Laura Thomas

Instructor, Senior Teaching Appointment

November 2, 1964. You are seven weeks into your first quarter as an English major at CSU. You’re one of 10, 175 students enrolled at the university. The English department is at home on the third floor of the year-old Liberal Arts building. KCSU-FM student radio launched with a broadcast on the first day of classes, September 21. Election day is tomorrow, but at 18, you’re not old enough to vote.

Edwards and Ingersoll Halls have just opened as mixed-gender dormitories, but you live in one of the women’s dorms—Green Hall. The University takes its in loco parentis role seriously, especially for female students. As Andrea Russo describes the social regulations of the time in her 1994 history master’s thesis:

[Women] had to abide by a number of rules that regulated their behavior with male dates, including curfews and prohibitions on entertaining men in their dorm rooms. Additionally women’s choice of living quarters was also restricted by University rules. Unless they lived at home, all women were required to live in university approved housing. For freshman (sic) that meant living in University residence halls. Other undergraduate women had the choice of living in residence halls, sorority houses, or university approved rooms in private homes. No undergraduate women were permitted to live in apartments.

In addition to regulating your residence, the university’s reach extends to your social life. Chaperones are required at social functions and “public displays of affection” are prohibited. These rules apply to all students. Male students, however have no curfews and, as the Student Handbook notes, “may come and go as they please providing their conduct and scholarship are satisfactory.”

Students are not entirely content with these social strictures. In the past few years before your arrival on campus, there have been protests and Collegian editorials speaking out about the university’s treating its women students as “babies.” Next month, Collegian managing editor Vicki Hays will be discovered to have violated housing policy.

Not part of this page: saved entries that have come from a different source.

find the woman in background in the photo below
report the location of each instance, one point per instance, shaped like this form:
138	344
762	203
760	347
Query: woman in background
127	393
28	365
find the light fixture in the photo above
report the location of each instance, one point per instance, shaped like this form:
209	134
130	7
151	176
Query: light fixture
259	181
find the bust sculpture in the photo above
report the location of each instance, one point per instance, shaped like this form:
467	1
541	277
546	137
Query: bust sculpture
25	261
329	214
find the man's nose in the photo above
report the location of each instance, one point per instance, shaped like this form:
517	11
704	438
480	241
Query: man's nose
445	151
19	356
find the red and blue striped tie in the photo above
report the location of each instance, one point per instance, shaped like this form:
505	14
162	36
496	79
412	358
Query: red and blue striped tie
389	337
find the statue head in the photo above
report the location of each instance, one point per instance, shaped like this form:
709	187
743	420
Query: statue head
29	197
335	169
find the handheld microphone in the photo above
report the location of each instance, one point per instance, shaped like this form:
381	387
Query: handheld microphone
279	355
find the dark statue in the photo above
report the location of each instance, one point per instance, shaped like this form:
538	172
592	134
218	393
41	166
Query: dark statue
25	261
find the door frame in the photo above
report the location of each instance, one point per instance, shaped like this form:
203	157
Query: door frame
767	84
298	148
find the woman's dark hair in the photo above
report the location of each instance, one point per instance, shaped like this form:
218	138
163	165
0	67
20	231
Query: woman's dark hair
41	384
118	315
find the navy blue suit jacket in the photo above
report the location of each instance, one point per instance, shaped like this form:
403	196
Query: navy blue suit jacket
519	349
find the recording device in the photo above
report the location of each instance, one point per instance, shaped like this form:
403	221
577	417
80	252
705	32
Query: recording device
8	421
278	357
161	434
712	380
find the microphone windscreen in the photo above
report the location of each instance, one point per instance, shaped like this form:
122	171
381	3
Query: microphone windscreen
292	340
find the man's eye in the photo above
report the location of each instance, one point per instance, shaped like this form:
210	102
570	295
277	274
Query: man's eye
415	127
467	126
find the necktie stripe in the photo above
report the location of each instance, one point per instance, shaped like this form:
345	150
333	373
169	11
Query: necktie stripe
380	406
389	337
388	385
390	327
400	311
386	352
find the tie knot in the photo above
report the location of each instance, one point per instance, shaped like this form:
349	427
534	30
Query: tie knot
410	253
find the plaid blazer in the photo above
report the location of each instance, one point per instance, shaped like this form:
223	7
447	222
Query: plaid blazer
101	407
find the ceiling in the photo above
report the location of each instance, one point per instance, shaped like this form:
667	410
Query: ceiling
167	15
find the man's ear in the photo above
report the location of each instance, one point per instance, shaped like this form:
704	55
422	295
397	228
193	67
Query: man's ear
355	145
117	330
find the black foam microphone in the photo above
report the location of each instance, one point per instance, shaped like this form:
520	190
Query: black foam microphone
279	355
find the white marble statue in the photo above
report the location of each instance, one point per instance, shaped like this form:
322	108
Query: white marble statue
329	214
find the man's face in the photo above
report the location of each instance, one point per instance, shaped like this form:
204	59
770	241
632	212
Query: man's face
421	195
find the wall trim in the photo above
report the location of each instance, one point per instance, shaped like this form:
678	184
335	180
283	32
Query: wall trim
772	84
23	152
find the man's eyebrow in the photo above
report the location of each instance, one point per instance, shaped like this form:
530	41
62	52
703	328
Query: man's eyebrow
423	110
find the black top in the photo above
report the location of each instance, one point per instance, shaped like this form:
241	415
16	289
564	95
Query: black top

When authorities find out she has moved to an off-campus apartment to avoid curfews because of her late hours working at the paper, she will be given the choice of moving back into a dorm or leaving school. She chooses to transfer to CU-Boulder.

Martha Trimble with student
Martha Trimble with student

As a member of the class of 1968, you face a steep path toward a degree. A Bachelor of Arts requires completion of 192 credit hours. In the three quarters of your freshman year, you take nine credits of English Composition, 15 of Modern Language, 10 of Science, E 46 Introduction to Poetry (2 credits), three credits each of Public Speaking and Discussion, and 1.5 credits of Physical Education. Your sophomore year will include nine credits each of American and English literature surveys. In your junior and senior years, you will work with your adviser to assure you meet graduation requirements for 30 foreign language credits, 24 credits in social sciences, 10 in science, and 60 in English. Your required English courses include Development of the English Language, Chaucer, and three courses each in Shakespeare’s comedies and tragedies.

Obviously, you spend a lot of time reading. You use a typewriter to complete your papers. You’re used to being referred to as a “girl” or “coed.” You feel the stirrings of student unrest around you, as consciousness around civil rights, the draft, and student autonomy continue to raise. By the time you graduate, CSU and the world around you will be roiling with political and social change.